As many people were expecting, the Bank of England (BoE) has moved to control mortgage lending, restricting to 15 per cent the proportion of mortgages that can exceed a loan-to-income ratio (LTI) of 4.5.
A look at recent data from the Council of Mortgage Lenders (CML) however shows that nowhere in the UK has ever approached that ratio.
The closest the UK has ever been to this cap was in the first quarter of this year (the most recent quarter for which CML provides data), when the average ratio across the UK as a whole stood at 3.23.
In that quarter Greater London saw loans climb to a median LTI ratio of 3.72. You have to look back to 2001 to find a quarter where the median ratio in Greater London was nearly a whole point down, at 2.77.
So what is the Bank controlling against? Paul Smee, director general of the CML, says that the BoE controls "are acts of future-proofing the market, not stamping on current practices." Staff at Threadneedle Street don't see current current mortgage markets as an imminent threat to stability, but want to act pre-emptively.
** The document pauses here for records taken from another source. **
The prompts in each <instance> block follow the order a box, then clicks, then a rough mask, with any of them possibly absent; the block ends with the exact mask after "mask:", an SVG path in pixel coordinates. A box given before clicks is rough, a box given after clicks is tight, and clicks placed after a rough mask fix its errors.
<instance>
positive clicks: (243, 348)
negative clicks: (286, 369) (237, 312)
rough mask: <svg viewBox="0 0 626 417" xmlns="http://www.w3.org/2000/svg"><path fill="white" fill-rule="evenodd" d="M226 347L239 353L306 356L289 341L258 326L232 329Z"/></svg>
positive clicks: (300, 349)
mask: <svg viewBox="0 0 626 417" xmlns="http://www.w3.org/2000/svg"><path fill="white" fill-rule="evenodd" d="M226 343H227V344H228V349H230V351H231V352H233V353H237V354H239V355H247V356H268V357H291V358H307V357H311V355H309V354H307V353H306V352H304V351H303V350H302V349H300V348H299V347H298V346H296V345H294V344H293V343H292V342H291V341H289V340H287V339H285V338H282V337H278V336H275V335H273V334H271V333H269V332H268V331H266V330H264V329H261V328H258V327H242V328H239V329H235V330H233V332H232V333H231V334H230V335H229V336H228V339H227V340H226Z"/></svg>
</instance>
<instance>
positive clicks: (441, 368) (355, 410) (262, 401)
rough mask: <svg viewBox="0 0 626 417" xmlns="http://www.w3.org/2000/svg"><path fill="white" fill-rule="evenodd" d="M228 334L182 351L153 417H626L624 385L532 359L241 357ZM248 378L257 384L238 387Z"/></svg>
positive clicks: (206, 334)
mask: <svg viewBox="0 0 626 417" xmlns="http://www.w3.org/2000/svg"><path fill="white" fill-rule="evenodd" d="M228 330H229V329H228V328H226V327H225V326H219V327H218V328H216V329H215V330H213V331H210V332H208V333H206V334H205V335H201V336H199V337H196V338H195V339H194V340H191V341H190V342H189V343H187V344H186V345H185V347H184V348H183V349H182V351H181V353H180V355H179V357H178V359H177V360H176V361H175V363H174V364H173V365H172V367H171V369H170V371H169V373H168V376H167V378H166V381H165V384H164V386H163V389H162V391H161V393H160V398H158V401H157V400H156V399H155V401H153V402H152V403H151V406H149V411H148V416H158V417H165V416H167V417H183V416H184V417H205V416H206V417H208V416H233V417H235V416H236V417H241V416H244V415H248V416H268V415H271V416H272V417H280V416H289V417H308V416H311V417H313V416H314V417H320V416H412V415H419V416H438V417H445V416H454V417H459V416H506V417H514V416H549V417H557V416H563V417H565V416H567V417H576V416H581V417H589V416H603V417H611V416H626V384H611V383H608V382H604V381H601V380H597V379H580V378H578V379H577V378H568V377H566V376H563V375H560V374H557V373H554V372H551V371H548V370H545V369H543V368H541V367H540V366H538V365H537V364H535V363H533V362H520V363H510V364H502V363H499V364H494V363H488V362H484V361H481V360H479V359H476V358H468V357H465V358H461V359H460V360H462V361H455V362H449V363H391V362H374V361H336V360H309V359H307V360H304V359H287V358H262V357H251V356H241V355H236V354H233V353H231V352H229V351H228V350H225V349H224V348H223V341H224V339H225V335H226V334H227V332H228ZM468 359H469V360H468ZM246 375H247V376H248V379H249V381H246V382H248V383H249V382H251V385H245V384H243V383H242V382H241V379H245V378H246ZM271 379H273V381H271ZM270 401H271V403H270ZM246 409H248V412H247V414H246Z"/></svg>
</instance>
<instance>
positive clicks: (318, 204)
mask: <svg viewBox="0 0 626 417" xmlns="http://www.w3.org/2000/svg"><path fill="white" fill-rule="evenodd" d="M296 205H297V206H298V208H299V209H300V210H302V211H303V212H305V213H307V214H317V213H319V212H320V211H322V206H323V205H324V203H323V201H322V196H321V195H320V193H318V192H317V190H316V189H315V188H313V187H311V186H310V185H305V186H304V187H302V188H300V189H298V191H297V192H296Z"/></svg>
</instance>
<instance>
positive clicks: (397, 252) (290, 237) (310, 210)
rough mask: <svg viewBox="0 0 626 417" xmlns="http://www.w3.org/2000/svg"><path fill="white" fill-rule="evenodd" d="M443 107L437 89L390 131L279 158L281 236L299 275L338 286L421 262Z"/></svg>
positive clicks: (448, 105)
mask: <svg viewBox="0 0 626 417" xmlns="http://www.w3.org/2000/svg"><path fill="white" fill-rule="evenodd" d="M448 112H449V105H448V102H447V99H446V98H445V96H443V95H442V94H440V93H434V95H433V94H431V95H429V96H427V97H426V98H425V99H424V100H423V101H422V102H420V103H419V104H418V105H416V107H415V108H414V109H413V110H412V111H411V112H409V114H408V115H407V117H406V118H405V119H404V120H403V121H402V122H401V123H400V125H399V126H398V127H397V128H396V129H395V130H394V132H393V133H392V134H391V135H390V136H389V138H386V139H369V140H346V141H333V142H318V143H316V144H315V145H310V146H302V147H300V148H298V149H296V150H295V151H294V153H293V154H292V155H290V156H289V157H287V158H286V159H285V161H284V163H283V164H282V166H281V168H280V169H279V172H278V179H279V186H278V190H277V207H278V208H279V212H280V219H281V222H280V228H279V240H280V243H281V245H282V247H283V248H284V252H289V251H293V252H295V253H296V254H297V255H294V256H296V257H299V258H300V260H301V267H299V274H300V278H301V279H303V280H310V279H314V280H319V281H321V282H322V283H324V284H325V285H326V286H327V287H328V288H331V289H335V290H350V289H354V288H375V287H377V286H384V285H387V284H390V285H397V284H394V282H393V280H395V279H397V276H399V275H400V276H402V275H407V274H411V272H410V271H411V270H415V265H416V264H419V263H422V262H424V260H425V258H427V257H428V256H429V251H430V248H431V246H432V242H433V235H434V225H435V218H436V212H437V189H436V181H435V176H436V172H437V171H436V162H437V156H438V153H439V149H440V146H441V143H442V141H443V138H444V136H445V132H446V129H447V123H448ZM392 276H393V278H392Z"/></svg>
Smee suggests that the tools introduce today could stop a "creep towards higher indebtedness", rather than trying to tackle any irresponsible lending. But today's changes won't fix a longer-term problem. There still exists a very present gulf between supply and demand. Those that want houses are still finding that there are not enough available.
The BoE may partly be looking to future-proof the market because ratios have been climbing consistently, with London usually leading the rise. The chart includes London and those areas that have at some time or another had the highest LTI ratio in the UK.
The current upward trend is most likely a result of a rapid rise in house prices which has not been offset by a similar rise in wages. Since 1998 house prices have gone up by 158 per cent, while earnings growth hasn't kept up.
While it is possible that changing consumer preferences have moved towards spending more on housing, fueling larger ratios, this seems unlikely. Recent data shows the percentage of homeowners in the UK has actually been falling, albeit by a small amount.
Historically London has usually been on top, and although various regions have periodically unseated the capital, at no point since 1979 (when the data set begins) has London been out of the top spot for more than a year.
The last year that another region had a higher LTI ratio was in the second quarter of 1995, when the south east had a median ratio that was 0.01 higher. In 1993 the south west was 0.02 higher during the third quarter.